After about a week of this, nothing had really changed. I didn’t stop looking for the time, in fact, I began actively seeking it out in all places I could imagine. Following my retarded wrist flourish I’d dive back into my pocket and pull out my cell phone. At work I’d constantly be checking the time in the corner of my screen, and then rechecking it against some atomic clock website. I was a man obsessed.

I had one last chance at redemption this past weekend. I was visiting my folks in upstate New York for Easter. I was hoping that the relaxed country atmosphere would put my New York minute mindeset at ease.

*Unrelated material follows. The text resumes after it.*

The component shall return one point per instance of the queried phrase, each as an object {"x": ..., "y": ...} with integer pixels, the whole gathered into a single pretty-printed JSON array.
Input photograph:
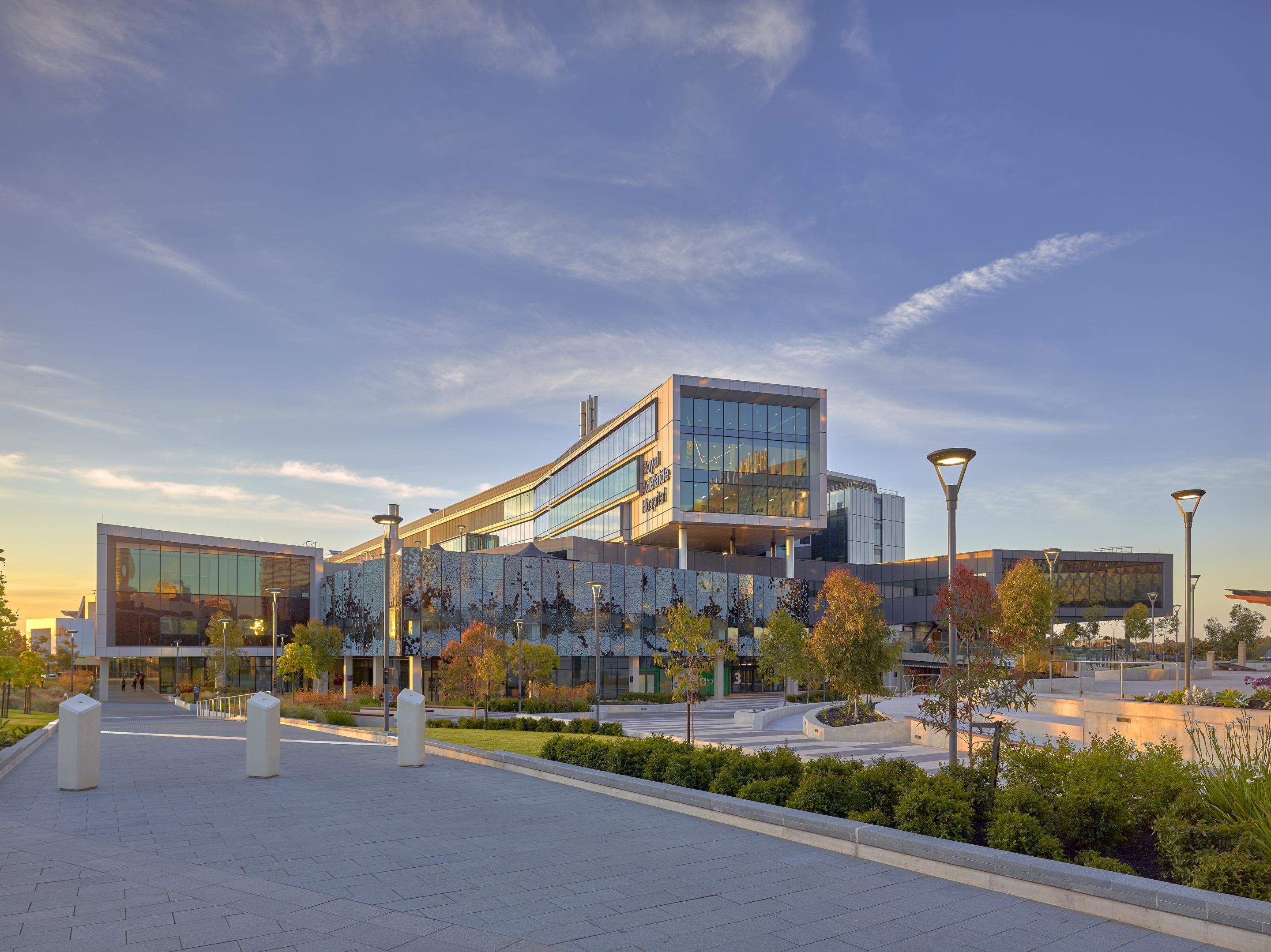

It was entirely possible.

Upstate New York during the beginning days of Spring is like a week old wound that you just tore the scab off of. The ground is moist and fragrant, bits of tattered grass are strewn about. It’s beautiful in a very wet sort of way.

Well, apparently not beautiful enough to make me want to stop and smell the roses, or my family for that matter, though they shower regularly. We were having an Easter party and people were running around like ants on crack trying to get things set up. I had decorations to make, my siblings had rooms to clean, my mother had an entire lamb to cut, gut and roast and time was running out.

The entire weekend was on a schedule and even when it came time for me to return to the city, I had a train to make. Rush rush rush rush.

Time’s an impossible thing to step around. Even when I’m cut off from it at the wrist, I can’t seem to get out of the way of an entire culture that’s got a schedule. When that schedule is moving too slow, I’m looking at the clock to mark my progress until I can move onto the next event. When it’s moving too fast, I’m checking the clock to see how much more fun I can have until I have to sleep.

There really isn’t a moral to this week’s column, I wish there was. I’m actually ambivalent about the whole experience. I miss my watch, I wish I didn’t but I do. This whole experiment was an absolute miserable failure.

I’m getting a new battery this weekend, just in time to offer up the sacrificial hour to the Daylight Savings God. I’m sure there’s a way to opt out of this schedule and be enlightened. Lord knows I’ve tried, but you know what? I really don’t have time for that silly kind of shit. I’ve got stuff to do.